The problem with Google is that dozens of companies have businesses similar to Coral. The business scope of these companies starts with startups such as Xnor in Seattle, which make AI cameras efficient enough to run on solar power. And then comes to powerful companies like Intel, which launched one of the first enterprise USB accelerators in 2017. And it acquired the company in December last year for $2 billion. Chip maker Habana Labs improves its edge AI products (among other functions).
In view of the large number of competitors, the Coral team said that by closely integrating its hardware with Google’s AI service ecosystem, it can be different.
This series of products, including chips, cloud training, and development tools, has long been the main force of Google's artificial intelligence series. As far as Coral is concerned, there is an AI model library specially compiled for its hardware, and AI services on Google Cloud, which are directly integrated with various Coral modules (such as its environmental sensors).
In fact, Coral is tightly integrated with Google’s AI ecosystem. Edge TPU-powered hardware can only be used in conjunction with Google’s ML framework TensorFlow. Verge talks about competitors in the AI edge market, which may be a limiting factor. "Edge products are processed specifically for their platforms, and our products support all major AI frameworks and models on the market," a spokesperson for AI edge company Kneron told The Verge. (Kneron said that its assessment is not "negative," and that Google’s entry into the market is welcomed because it "verifies and drives innovation in this area.")
However, it is unclear what business Coral is currently doing. Google will certainly not push Coral as strongly as the Cloud AI service, and the company has yet to disclose any sales data and targets.

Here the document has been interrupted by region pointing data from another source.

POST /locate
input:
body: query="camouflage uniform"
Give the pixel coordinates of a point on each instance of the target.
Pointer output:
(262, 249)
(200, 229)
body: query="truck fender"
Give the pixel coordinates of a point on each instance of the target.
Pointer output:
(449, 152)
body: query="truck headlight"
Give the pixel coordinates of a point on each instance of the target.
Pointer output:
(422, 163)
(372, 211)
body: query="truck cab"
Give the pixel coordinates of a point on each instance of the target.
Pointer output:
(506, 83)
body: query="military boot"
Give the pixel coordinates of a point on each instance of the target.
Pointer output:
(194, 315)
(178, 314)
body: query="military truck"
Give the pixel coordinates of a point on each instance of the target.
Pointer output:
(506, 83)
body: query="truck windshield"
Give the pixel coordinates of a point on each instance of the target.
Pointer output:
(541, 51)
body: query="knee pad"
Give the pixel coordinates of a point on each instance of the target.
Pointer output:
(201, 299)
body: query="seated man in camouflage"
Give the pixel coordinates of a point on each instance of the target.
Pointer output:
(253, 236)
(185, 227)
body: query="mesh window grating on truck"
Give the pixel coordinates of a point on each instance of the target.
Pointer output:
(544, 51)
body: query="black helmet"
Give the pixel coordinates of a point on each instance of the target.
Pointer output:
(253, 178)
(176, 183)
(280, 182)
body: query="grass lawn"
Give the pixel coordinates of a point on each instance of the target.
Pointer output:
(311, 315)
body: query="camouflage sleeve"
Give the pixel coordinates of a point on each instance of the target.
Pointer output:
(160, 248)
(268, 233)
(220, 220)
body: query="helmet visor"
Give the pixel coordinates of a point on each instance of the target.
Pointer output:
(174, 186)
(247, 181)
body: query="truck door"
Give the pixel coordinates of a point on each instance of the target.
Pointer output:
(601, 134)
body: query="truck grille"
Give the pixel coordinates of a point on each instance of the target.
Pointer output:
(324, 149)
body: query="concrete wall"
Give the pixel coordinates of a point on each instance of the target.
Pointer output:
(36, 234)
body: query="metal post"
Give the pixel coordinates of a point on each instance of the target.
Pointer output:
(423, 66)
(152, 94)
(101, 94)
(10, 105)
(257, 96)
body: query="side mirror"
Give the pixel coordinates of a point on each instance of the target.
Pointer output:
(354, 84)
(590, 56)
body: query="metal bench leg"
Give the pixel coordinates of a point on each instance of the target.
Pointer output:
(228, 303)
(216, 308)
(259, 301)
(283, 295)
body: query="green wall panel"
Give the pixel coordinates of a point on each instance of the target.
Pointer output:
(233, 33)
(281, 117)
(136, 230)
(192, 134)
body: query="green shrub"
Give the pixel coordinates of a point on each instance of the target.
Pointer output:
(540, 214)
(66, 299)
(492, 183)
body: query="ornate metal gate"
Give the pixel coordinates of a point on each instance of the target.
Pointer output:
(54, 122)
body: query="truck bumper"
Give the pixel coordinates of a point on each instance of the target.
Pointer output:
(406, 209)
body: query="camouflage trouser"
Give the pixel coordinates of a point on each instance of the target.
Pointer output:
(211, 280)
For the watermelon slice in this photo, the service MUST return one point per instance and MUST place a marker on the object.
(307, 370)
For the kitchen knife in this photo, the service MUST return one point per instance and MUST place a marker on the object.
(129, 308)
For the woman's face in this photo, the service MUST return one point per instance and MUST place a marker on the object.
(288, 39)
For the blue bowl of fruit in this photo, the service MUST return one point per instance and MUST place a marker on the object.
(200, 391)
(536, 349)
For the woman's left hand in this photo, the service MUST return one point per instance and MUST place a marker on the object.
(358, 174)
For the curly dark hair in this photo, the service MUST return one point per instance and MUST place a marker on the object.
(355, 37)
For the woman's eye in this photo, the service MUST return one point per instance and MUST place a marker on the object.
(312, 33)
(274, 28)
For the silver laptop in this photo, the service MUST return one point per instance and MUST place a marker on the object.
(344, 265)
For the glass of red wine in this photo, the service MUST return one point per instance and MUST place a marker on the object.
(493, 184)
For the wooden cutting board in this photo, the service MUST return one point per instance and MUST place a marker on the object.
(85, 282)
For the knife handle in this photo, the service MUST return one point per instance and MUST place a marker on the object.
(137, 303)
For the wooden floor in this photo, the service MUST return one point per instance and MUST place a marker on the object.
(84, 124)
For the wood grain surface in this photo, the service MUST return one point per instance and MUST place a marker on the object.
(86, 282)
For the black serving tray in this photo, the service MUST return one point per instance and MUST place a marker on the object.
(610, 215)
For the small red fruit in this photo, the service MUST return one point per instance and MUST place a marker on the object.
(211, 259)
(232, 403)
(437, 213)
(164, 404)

However, a source familiar with the matter did tell The Verge that most of Coral's orders are for a single device, including AI accelerators and development boards. And only a few customers order 10,000 devices in the enterprise.
For Google, the appeal of Coral may not necessarily be income, but just to learn more about how AI is applied in important areas. In today's world of practical machine learning, all roads inevitably flock to artificial intelligence at the edge.
AI hardware and software supporting Google Edge TPU edge artificial intelligence computing chip
The Model Play and Tiorb AIX launched by Gravitylink can also perfectly support Edge TPU. Tiorb AIX is an artificial intelligence hardware that integrates two core functions of computer vision and intelligent voice interaction. It is equipped with professional AI edge computing chips and various sensors. Model Play is an AI model resource platform for global developers. It has built-in diversified AI models, compatible with Tiorb AIX, and supports Google Edge TPU, an edge artificial intelligence computing chip, to accelerate professional-level development. In addition, Model Play provides complete and easy-to-use transfer learning model training tools and rich model examples, which can be combined with Titan AIX to achieve rapid development of various artificial intelligence applications. Based on Google's open source neural network architecture and algorithms, it builds an autonomous transfer learning function. Users do not need to write code. They can complete AI model training by selecting pictures, defining models and category names, and realize easy learning and development of artificial intelligence.